One, named ACAM2000, is a modern version of the age-old smallpox vaccine, made from unmodified vaccinia virus, that helped eradicate that disease from humans, a feat WHO celebrated as complete in 1980. FDA approved ACAM2000 in 2007, and the United States has enough of it in its Strategic National Stockpile (SNS) to vaccinate the country’s entire population if there is a bioterror attack with smallpox. Some of the vaccine has been used “off label” for monkeypox in the current outbreak. But vaccinia copies itself after vaccination, which can lead to serious disease, especially in people who have compromised immune systems from HIV—which has a high prevalence among MSM—or other factors.
MVA, the virus in Bavarian Nordic’s vaccine, does not replicate in the body and is much safer, which makes it the preferred vaccine for the monkeypox outbreak. Known as Jynneos in the United States, Imvanex in Europe, and Imvamune in Canada, MVA is the only vaccine FDA has explicitly approved for monkeypox.
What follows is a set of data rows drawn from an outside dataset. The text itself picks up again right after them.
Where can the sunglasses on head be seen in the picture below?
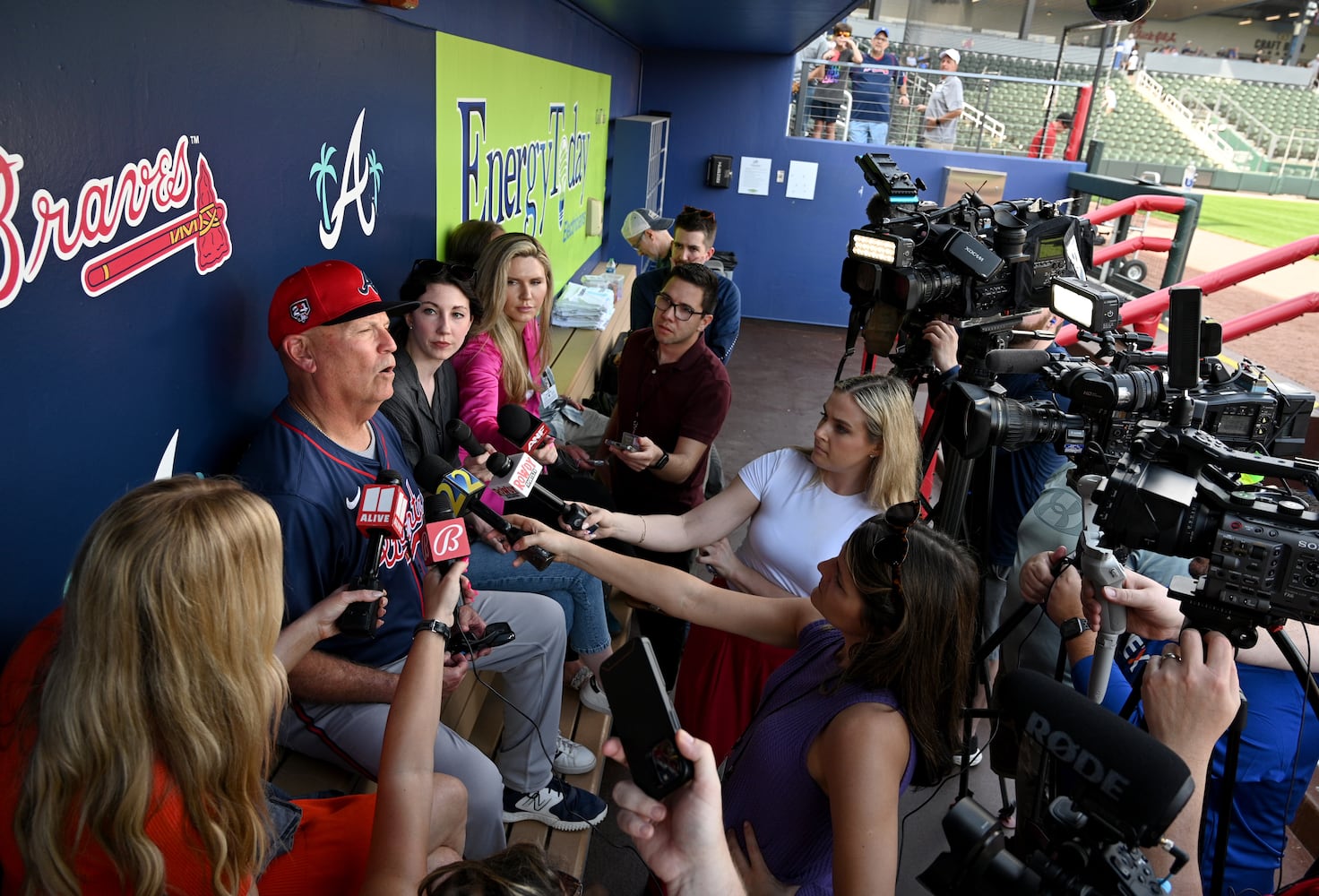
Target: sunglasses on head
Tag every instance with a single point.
(433, 268)
(892, 547)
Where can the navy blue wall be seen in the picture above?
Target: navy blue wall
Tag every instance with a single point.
(789, 251)
(95, 387)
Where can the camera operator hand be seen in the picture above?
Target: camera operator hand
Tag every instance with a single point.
(944, 345)
(1149, 611)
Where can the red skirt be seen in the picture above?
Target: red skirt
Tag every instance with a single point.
(720, 683)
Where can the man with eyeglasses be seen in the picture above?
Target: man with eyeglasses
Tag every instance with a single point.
(648, 234)
(673, 398)
(693, 243)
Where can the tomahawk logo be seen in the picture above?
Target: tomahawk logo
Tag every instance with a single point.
(103, 203)
(358, 176)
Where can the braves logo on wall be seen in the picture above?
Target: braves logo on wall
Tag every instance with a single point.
(165, 184)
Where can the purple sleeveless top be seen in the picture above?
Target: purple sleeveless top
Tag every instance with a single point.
(765, 778)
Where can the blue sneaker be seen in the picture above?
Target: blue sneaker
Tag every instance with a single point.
(558, 804)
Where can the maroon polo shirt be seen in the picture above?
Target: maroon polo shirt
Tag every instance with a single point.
(665, 402)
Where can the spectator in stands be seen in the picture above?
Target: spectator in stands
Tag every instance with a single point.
(794, 500)
(424, 401)
(506, 357)
(869, 702)
(1042, 144)
(647, 232)
(312, 460)
(673, 398)
(872, 92)
(693, 243)
(830, 80)
(466, 242)
(136, 734)
(944, 106)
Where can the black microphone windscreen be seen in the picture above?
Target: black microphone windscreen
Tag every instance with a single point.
(1017, 360)
(1124, 776)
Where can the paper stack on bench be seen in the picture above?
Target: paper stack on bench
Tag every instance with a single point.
(589, 307)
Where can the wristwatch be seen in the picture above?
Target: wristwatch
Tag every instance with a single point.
(435, 625)
(1073, 628)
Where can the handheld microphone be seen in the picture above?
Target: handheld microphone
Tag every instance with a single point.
(382, 508)
(436, 475)
(520, 425)
(446, 536)
(1125, 779)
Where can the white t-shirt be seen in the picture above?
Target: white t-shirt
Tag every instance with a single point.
(799, 524)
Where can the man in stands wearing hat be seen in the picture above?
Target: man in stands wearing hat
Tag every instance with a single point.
(648, 234)
(944, 106)
(312, 460)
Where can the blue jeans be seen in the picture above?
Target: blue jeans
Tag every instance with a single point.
(868, 131)
(579, 594)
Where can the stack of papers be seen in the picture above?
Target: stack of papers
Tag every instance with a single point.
(589, 307)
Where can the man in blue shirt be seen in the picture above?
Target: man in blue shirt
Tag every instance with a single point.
(872, 92)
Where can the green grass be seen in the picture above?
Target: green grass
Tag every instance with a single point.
(1260, 220)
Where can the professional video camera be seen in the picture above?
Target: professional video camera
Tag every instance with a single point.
(1116, 789)
(916, 260)
(1111, 405)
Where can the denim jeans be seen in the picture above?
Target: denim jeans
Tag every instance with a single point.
(868, 133)
(579, 594)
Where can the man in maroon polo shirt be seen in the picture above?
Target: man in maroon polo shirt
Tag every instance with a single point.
(673, 398)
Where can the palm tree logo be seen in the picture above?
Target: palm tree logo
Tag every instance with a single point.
(319, 170)
(375, 169)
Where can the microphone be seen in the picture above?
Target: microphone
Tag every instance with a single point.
(382, 510)
(522, 426)
(446, 536)
(1124, 778)
(436, 475)
(1017, 360)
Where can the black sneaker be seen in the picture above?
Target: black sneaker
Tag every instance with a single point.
(558, 804)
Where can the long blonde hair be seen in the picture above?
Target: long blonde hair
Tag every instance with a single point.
(516, 375)
(167, 655)
(885, 402)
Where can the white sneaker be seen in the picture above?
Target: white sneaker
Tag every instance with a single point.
(590, 692)
(572, 758)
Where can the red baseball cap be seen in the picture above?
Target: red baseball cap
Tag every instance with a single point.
(332, 292)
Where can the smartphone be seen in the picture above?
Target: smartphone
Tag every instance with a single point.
(496, 635)
(644, 718)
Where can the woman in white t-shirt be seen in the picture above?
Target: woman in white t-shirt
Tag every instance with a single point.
(801, 505)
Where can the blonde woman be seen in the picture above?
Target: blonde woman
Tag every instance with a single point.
(137, 720)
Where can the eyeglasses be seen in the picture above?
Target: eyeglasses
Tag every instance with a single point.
(682, 312)
(892, 547)
(433, 268)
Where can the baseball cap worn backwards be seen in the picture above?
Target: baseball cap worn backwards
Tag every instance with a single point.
(639, 220)
(324, 293)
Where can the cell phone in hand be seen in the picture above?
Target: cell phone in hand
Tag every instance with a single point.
(496, 635)
(644, 719)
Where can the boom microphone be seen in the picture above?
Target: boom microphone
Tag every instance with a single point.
(1125, 778)
(522, 426)
(436, 475)
(382, 510)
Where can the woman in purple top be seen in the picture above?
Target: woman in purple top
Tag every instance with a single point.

Because monkeypox is so rare, the company had no human efficacy data when it applied for approval from FDA; the agency granted its license in 2019 in part based on studies showing the vaccine protected animals from monkeypox...
In a study published in
The New England Journal of Medicine in 2019, Chaplin and colleagues compared immune responses in people given either MVA or ACAM2000. With smallpox virus, levels of neutralizing antibodies are seen as a key indicator of protection, so the same idea extends to monkeypox virus. The researchers found that 14 days after a single dose, the levels of antibodies that neutralize the monkeypox peaked with MVA, at a level nearly identical to that triggered by ACAM2000. Given that the vaccines are presumed to work postexposure if given within 2 weeks of contact, this suggests that a single dose of MVA could prevent many cases of disease and slow spread.
In a 2008 monkey study led by Moss, published in the
Proceedings of the National Academy of Sciences, researchers compared preexposure vaccination against monkeypox from a single dose of MVA and one dose of a cruder version of ACAM2000 called Dryvax. Because MVA does not make copies of itself, the team gave it at a higher dose—similar to what’s used in the Bavarian Nordic shot today—than the Dryvax vaccine.
Both vaccines worked well, but MVA appeared to work faster. Levels of neutralizing antibodies and CD8 cells—critical immune actors that destroy infected cells—both rose more rapidly with MVA, which Moss and coworkers concluded was because it took time for Dryvax to replicate to levels that matched the initial shot of MVA. What’s more, when they injected the animals with the monkeypox virus just 4 days after vaccination, it grew less well in monkeys vaccinated with MVA.
In a statement to
Science, CDC stressed that a single dose of the vaccine hasn’t been studied in any outbreak and cautioned that it is “challenging” to extrapolate from immune responses in earlier studies and protection in animal studies.